Scottish Government announces plans for more transparency on land ownership

Scottish Government announces plans for more transparency on land ownership

Mairi McAllan

Communities and individuals will soon have access to information to enable them to find out who has a controlling interest in Scotland’s land.

As part of its long-running commitment to improving transparency of land ownership, the Scottish Government is introducing a new Register of Persons Holding a Controlled Interest (RCI) in land on 1 April 2022.

This public register provides key information about those who ultimately make decisions about the management or use of land, even if they are not necessarily registered as the owner, including overseas entities and trusts.

The information will enable individuals and communities to identify and engage with those who make decisions about land that affects them.

Environment and land reform minister, Mairi McAllan said: “The launch of this new register marks a significant milestone in making land ownership in Scotland more transparent. I want to ensure that there can no longer be categories of landowner or tenant where, intentionally or otherwise, control of decision-making is obscured, including in or via overseas trusts or entities.

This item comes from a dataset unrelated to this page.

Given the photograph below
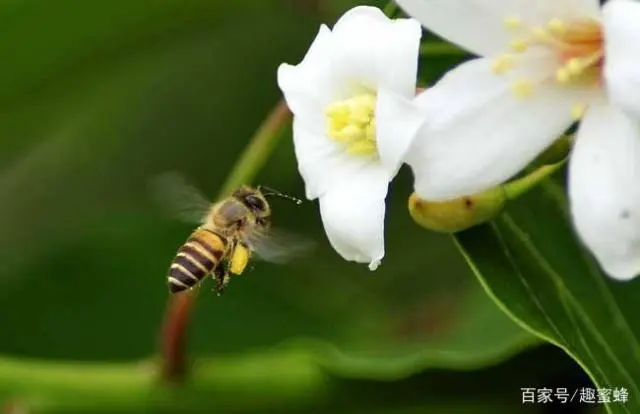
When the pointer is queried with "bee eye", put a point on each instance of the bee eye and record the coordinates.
(255, 203)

“Scotland has a long history of land reform and this journey to make the ownership and use of our land and assets fairer marches on.

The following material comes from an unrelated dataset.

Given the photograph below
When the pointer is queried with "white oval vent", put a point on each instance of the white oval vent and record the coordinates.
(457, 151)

“The new register will make Scotland a frontrunner in Europe and deliver greater transparency than any other part of the UK. It enables the public to look behind land ownership and identify those who ultimately make decisions.

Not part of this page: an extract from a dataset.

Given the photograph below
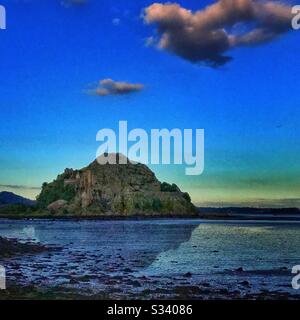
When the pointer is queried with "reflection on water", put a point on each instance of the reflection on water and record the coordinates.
(164, 250)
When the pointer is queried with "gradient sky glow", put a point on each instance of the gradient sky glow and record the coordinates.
(52, 54)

“We have committed to bring forward a new Land Reform Bill over the course of this parliament which will further tackle Scotland’s historically iniquitous patterns of land ownership and use.”

Keeper of the Registers of Scotland Jennifer Henderson, added: “Registers of Scotland are delighted to have been given the responsibility to establish and maintain the Register of Persons Holding a Controlled Interest in Land. The register will become a valuable source of information and bring greater transparency of who makes decisions about the country’s land and property.

“It will deliver valuable insight to citizens and communities across Scotland.”